In Gran Bretagna, il premier conservatore Cameron lo
prevedeva per il 2017 –dopo le politiche-, ma potrebbe anticiparlo, per
rispondere alla bufera Ukip, il movimento anti-Ue vincitore delle europee, che,
intanto, lancia l’operazione ‘Brexit’ per l’uscita dall’Unione. I laburisti,
invece, vedono “il futuro della Gran Bretagna dentro l’Ue, non fuori” e
giudicano il referendum “non una priorità”.
In Italia, ci sono le iniziative della Lega.
E l’obiezione che i trattati internazionali non sono materia di referendum ha
un valore più giuridico che politico: difficile ignorare un no popolare, quale
che sia la Costituzione.
Poi, ci sono, i referendum indipendentisti in Scozia –già
fissato per il 18 settembre- e in Catalogna: sono problemi nazionali, per Gran
Bretagna e Spagna, ma possono diventare un rompicapo europeo perché Scozia e
Catalogna, se divenissero indipendenti, dovrebbero poi rinegoziare l’adesione
all’Unione.
I referendum fanno spesso male all'Europa.

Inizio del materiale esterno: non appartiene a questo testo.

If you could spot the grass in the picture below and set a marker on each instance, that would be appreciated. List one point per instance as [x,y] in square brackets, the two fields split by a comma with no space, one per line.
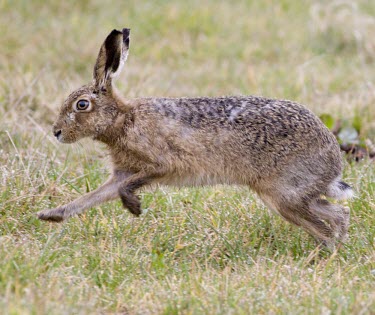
[211,250]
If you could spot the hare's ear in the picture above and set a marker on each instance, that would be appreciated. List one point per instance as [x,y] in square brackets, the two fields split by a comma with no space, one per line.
[111,58]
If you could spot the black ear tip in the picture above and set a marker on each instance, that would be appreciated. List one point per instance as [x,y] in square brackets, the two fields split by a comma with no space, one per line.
[126,32]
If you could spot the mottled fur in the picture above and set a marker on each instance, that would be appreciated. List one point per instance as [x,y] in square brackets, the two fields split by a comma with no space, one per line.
[278,148]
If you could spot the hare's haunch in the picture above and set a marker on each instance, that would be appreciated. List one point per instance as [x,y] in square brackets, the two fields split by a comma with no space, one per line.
[278,148]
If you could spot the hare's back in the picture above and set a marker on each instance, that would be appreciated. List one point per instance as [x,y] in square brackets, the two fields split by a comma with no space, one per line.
[256,120]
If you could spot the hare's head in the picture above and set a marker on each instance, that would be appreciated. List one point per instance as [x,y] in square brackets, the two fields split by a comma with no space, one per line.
[91,109]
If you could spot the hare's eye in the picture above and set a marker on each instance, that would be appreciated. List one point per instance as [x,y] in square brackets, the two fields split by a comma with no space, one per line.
[82,104]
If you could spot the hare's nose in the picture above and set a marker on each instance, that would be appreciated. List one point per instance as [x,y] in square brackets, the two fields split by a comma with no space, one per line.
[57,133]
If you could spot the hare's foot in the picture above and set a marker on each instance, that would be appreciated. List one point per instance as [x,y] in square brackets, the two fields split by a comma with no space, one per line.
[52,215]
[131,202]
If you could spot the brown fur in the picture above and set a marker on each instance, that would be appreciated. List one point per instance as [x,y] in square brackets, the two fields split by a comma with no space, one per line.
[278,148]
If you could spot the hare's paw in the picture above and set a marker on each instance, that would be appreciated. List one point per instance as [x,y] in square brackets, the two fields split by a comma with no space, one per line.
[53,215]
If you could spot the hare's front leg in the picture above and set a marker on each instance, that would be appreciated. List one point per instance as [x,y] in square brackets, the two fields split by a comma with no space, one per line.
[131,184]
[108,191]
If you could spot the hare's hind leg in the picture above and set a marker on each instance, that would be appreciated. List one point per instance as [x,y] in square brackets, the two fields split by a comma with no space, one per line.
[300,214]
[335,215]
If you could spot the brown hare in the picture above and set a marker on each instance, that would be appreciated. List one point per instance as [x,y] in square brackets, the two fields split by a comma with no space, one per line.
[278,148]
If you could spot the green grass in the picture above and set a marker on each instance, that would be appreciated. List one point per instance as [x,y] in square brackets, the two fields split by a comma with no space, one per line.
[194,251]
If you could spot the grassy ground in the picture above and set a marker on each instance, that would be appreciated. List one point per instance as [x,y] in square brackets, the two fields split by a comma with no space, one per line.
[194,251]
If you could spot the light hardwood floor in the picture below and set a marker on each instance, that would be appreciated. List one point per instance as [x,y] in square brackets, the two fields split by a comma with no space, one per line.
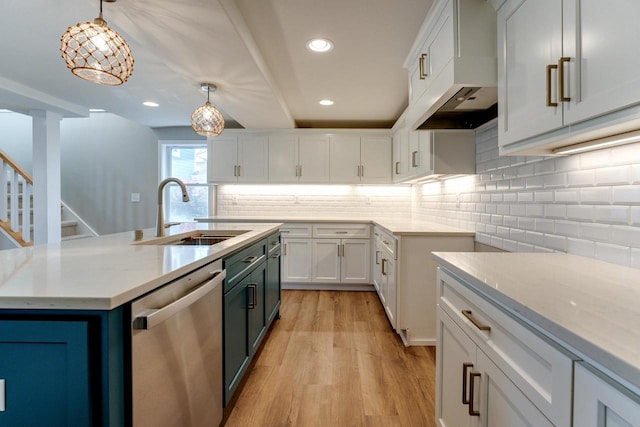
[333,360]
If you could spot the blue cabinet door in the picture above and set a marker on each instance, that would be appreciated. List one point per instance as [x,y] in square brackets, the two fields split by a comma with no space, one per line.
[272,291]
[257,319]
[45,368]
[236,338]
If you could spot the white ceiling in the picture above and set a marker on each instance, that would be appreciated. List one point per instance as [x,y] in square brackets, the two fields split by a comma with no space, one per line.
[254,50]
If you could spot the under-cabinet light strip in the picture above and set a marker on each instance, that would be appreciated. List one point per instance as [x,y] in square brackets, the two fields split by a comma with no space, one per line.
[596,144]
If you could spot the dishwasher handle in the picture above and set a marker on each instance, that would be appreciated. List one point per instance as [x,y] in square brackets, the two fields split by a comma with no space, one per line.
[151,318]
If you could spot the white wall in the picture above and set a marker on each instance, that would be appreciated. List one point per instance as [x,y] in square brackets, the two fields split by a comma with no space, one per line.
[104,159]
[16,138]
[586,204]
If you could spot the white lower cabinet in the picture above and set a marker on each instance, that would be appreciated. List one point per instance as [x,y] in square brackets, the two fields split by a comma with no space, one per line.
[482,395]
[599,401]
[315,253]
[296,260]
[493,368]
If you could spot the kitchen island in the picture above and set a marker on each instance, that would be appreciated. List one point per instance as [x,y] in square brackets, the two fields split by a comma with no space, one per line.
[66,317]
[554,335]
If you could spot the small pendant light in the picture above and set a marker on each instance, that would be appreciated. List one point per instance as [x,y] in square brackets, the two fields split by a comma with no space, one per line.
[95,52]
[207,120]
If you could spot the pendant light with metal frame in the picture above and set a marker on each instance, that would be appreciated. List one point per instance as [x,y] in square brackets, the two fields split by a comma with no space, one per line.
[95,52]
[207,120]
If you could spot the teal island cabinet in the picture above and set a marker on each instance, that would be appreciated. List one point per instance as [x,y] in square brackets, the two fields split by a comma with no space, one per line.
[66,329]
[251,303]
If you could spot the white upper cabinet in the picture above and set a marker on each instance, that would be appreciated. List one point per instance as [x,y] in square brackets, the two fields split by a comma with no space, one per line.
[223,159]
[345,158]
[375,159]
[356,159]
[313,158]
[253,152]
[283,158]
[238,159]
[567,72]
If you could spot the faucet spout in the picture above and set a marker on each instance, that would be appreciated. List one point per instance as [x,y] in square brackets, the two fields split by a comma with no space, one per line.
[160,214]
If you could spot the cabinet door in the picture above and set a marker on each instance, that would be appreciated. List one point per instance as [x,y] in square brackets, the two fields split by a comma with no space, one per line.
[456,357]
[326,262]
[420,152]
[296,260]
[390,290]
[530,39]
[345,158]
[400,154]
[601,43]
[313,157]
[272,291]
[45,369]
[375,154]
[597,402]
[355,262]
[223,159]
[283,158]
[499,402]
[256,307]
[253,152]
[236,340]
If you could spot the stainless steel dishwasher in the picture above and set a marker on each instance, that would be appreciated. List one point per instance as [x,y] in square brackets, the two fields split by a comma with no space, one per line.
[177,352]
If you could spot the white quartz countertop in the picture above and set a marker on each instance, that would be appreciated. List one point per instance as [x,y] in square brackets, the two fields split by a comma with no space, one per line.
[398,227]
[102,273]
[593,306]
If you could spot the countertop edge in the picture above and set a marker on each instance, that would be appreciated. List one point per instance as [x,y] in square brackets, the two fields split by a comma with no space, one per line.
[563,337]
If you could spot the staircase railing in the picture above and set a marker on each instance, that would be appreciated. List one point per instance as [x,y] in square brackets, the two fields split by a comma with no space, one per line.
[16,188]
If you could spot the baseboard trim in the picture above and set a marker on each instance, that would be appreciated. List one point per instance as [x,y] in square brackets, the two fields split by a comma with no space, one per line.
[366,287]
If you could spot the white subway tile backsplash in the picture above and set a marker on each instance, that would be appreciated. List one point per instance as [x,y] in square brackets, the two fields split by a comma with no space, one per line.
[612,214]
[595,195]
[613,175]
[581,178]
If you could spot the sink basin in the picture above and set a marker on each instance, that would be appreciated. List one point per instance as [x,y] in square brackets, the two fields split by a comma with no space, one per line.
[195,238]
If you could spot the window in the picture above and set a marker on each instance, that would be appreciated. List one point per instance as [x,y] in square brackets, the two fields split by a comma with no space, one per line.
[187,162]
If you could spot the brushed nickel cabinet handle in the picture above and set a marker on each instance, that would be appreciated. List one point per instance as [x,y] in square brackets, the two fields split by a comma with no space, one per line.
[561,62]
[549,68]
[467,314]
[421,63]
[254,295]
[472,378]
[465,368]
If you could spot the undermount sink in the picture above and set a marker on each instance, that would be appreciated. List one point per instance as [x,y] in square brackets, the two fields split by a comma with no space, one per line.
[195,238]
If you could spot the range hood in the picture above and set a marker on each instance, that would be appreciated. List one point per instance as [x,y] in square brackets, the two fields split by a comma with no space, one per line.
[469,108]
[459,91]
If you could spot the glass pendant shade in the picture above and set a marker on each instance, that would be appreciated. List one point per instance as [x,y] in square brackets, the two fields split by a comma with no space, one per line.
[95,52]
[207,120]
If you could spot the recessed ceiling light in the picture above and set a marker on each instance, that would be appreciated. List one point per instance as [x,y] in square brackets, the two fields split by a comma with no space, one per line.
[320,45]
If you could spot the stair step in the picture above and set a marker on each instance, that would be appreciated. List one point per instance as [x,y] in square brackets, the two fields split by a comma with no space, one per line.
[75,237]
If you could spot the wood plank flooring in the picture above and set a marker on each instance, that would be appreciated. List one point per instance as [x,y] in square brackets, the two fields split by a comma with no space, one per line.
[333,360]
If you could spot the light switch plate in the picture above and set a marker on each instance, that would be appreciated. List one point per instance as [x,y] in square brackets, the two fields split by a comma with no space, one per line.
[2,396]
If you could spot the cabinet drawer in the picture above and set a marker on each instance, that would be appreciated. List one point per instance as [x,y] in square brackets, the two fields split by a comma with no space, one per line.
[243,262]
[535,365]
[296,230]
[342,230]
[386,240]
[273,243]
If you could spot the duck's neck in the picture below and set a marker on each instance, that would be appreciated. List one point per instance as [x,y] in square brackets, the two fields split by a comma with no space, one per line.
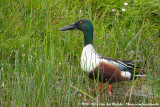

Per due volte, la Norvegia negoziò la
propria adesione e, per due volte, un referendum rese quei negoziati carta
straccia, nel ‘72 e nel ‘94; e un referendum, nel 1985, decise l’uscita della
Groenlandia dall'allora Cee –caso finora unico di ‘recessione’-.
Il Trattato di Maastricht, che, agli inizi degli Anni 90,
segnò la nascita dell’Unione e il rilancio dell’integrazione, fu bocciato da un
referendum in Danimarca nel 1992 –modificato, venne poi approvato-; allo stesso
modo, vennero superati i no popolari irlandesi ai Trattati di Nizza nel 2001 e
di Lisbona nel 2008. Sempre, l’intoppo del referendum ritardò l’entrata in
vigore degli accordi.
Letali al progetto di Costituzione europea furono, invece,
il 29 maggio e il 1° giugno 2005, i no popolari di Francia e Olanda: il
documento finì in un cassetto senza più uscirne. Di quello shock, è frutto il
Trattato di Lisbona, in vigore dal 1° novembre 2009.